Many published and prospective authors who blog seem to purposefully avoid doing regular book reviews. The concern is that eventually they'll have to write negative one, and it’s not a good professional move to bash someone who might share an agent/editor/publisher/conference stage someday. I’m happy to join the trend, especially since there are already plenty of excellent book review blogs out there. I’d rather keep my reviews on Goodreads where I can be brief and relatively private. Although I just realized that even if I do have a public Goodreads profile someday it shouldn’t be much of a PR problem, since most of my 1 and 2 star authors are dead. (Don’t worry, many of my favorite authors are dead too.)

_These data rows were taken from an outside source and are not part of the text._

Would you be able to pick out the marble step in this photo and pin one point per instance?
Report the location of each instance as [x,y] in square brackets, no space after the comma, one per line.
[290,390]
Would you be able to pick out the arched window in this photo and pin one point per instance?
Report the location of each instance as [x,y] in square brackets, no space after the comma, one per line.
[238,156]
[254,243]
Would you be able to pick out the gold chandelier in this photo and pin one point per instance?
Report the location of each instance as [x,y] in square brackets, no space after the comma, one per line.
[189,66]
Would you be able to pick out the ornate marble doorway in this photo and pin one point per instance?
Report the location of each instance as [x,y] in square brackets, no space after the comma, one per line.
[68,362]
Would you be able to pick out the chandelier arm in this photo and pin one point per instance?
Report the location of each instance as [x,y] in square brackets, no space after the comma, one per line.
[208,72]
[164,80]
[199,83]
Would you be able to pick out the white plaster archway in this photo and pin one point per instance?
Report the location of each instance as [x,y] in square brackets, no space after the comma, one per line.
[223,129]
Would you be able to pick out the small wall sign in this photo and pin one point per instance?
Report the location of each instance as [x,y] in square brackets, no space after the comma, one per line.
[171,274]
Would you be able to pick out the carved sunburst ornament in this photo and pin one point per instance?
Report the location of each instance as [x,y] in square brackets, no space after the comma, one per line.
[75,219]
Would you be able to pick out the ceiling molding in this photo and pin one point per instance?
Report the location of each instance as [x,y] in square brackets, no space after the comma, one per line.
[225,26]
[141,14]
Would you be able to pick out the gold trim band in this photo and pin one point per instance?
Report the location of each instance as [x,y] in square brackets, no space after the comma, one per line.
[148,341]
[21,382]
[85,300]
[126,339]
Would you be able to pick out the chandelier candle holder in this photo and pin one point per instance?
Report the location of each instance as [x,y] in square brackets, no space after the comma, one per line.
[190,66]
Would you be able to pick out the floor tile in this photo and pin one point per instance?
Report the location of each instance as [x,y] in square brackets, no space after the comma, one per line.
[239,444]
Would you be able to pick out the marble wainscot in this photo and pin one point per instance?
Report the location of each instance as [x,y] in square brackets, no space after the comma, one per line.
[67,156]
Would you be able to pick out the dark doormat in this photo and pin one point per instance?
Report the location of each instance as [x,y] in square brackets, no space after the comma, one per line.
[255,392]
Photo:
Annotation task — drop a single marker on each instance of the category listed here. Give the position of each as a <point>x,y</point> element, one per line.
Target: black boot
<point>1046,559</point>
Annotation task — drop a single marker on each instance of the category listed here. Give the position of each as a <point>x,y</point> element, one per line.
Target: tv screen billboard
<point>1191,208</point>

In any case, there seems little need for book reviews here, BUT, since I do love to read and discuss books, I’ve found a different way to fit them in. Whenever a book I’ve read offers a helpful example for writing – how to craft a compelling villain or solve plot problem X, for example – I’ll try to write up a blurb on it here. I’ve actually wanted to keep track of helpful examples and lessons for myself for a while now, and this way I can organize them AND share them with others. I really wanted a catchy title for these segments, but the only options I can come up with at the moment are Reading for Writing, Lit Lessons, and Writer Reads (or Writer’s Reads or Writers’ Reads, depending on how you look at it), some combination of which will have to do for now.
I'll start with the last series I finished: the Abhorsen Trilogy by Garth Nix. I actually listened to all three (Sabriel, Lirael, and Abhorsen) on audio as narrated by the always entertaining Tim Curry. This is one reason for the entry on audiobooks yesterday (and by yesterday I mean several days ago because I am a slow blogger).
Lit Lessons from the Abhorsen Trilogy:
It is possible to use a third person limited POV that switches from one character to another. While listening to this series I was struggling with POV problems in my WIP – I wanted to switch back and forth between two characters but I felt squeamish about “breaking the rules.” To soften the shifts, I started to make chapter divisions whenever I changed POV, but that simply didn’t work for some scenes. Seeing how Nix made this sort of shifting work in Lirael and Abhorsen really helped and freed me up. I also learned from the few times when it didn’t work as well – when he showed the point of view of a minor character out of the blue. His moves from one protagonist to the other, however, always felt very natural, and it was a relief to see how it could be done.
It is possible to reuse motifs and character shells from your previous works, as long you do it well, meaning (1) the new situation or character has to be different enough to feel distinct and unique, and (2) something about it or the story has to be more exciting or extreme than the original. In Sabriel, Nix combines a headstrong heroine trying to find her place in the world with a significantly less confident male character and a sarcastic talking animal. In the second book he introduces three new characters that fulfill those same roles, but they are well-defined as distinct characters and he increases other factors (the danger, the action, the number of supporting characters) so that readers don’t feel like they’re reading exactly the same story. Obviously I’d rather have a new angle entirely than have to take on this tactic, but it’s interesting to see it done successfully.
Which leads me to my brief but important third point: talking animals are awesome, especially sarcastic ones. Also, any books I write with cats are definitely being narrated by Tim Curry in my ideal world.